Hannah King · December 2, 2013
The National Council on Family Relations named Dr. Thomas Holman, visiting professor of family and child development at Southern Virginia University, an NCFR Fellow at the organization’s annual conference last month.
According to the NCFR’s website, “Fellow Status in NCFR is an honor awarded to relatively few living members on the basis of their outstanding contributions to family science.”
“He has decades of experience teaching,” said Dr. Ariel Rodriguez, family and child development program coordinator at Southern Virginia. “He’s also had a very productive research career and has a lot of expertise in romantic relationships and what students can do to prepare for marriage. We’re happy to have him at Southern Virginia and proud that he’s received this recognition.”
Before coming to Southern Virginia as a volunteer to teach courses this academic year, Holman worked for 28 years at Brigham Young University — where he served as professor of family life, associate director in the School of Family Life for Outreach Education, and chair of the Marriage, Family, and Human Development Program. While working at BYU, Holman taught several classes taken by Rodriguez.
“He was very intellectually engaging,” said Rodriguez. “And he encouraged me to think critically about the material that I was learning . . . In one of my classes with Tom, we had to write a proposal for a research project based on what we were studying. Later on, as I thought about my master’s thesis, I approached Tom and asked him if he would be the chair of my thesis committee. He agreed and supervised my thesis. I worked with him at length on that project.”
Holman and Rodriguez stayed in touch over the years following Rodriguez’ graduation from BYU. Holman said that the idea of coming to Southern Virginia after he retired “was in the back of [his] head” for a while because Rodriguez had invited him and showed him the campus a few years ago.
“One of the primary reasons I came was that I wanted to come to a place where all I had to do was be a teacher and teach small classes,” said Holman. “At BYU, they have a strong research focus.”
Holman said that because of this emphasis on research, BYU employed teaching assistants, who did much of the grading in his classes.
“What that meant is that I had a kind of distance from the student,” he said. “I wasn’t reading their papers. In my classes, I often have them use their personal experiences to illustrate the academic research principles. I haven’t read those for 10 to 15 years in my classes. I realized that I wasn’t getting to know my students so I wanted to come here where I can do that.

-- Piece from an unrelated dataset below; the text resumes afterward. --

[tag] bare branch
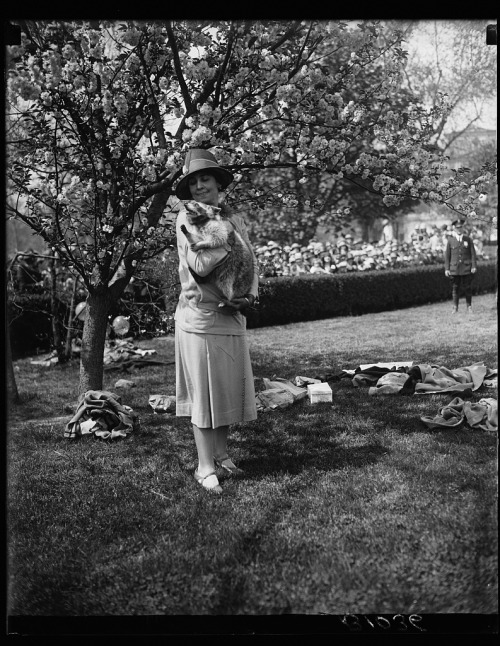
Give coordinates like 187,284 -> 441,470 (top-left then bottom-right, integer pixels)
166,21 -> 193,113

I also wanted to get more involved in student life — silly, little things like walking to the basketball games.”
Rodriguez said that he has enjoyed seeing Holman and his wife become involved in the Southern Virginia community.
“Every time I go to a game I see them there,” said Rodriguez. “I see them volunteering to hang up Christmas lights, teaching an Institute class, and just walking around campus. They’ve really come here to be a part of Southern Virginia. I’ve just been delighted that they’re getting involved at this level because I know they’re reaching a lot more students that way.”
Holman is currently teaching two courses at Southern Virginia: family process and a course on Holman’s primary research focuses — relationship formation, mate selection, and marriage. His research interests also have included marital quality in the early stage of marriage, and the development of family theory.
Holman has written scholarly books including “Premarital Prediction of Marital Quality and Stability,” and “Latter-day Saint Courtship Processes.” He also has written several book chapters and numerous articles published in academic journals. Additionally, he has presented at conferences both nationally and internationally.
Holman and his wife, Linda, have five children and nine grandchildren. Linda Holman also is volunteering at Southern Virginia. She assists the public affairs manager in hosting guests and speakers at the university. Additionally, she volunteers at Kling Elementary School as a reading teacher.
“We love the community,” said Thomas Holman. “There’s just a sense at Southern Virginia that we’re becoming something — that we’re something special and unique and we’re going to get even better as we keep growing. I love the small campus feel and the enthusiasm that you can feel from faculty and administrators. That’s been really fun.”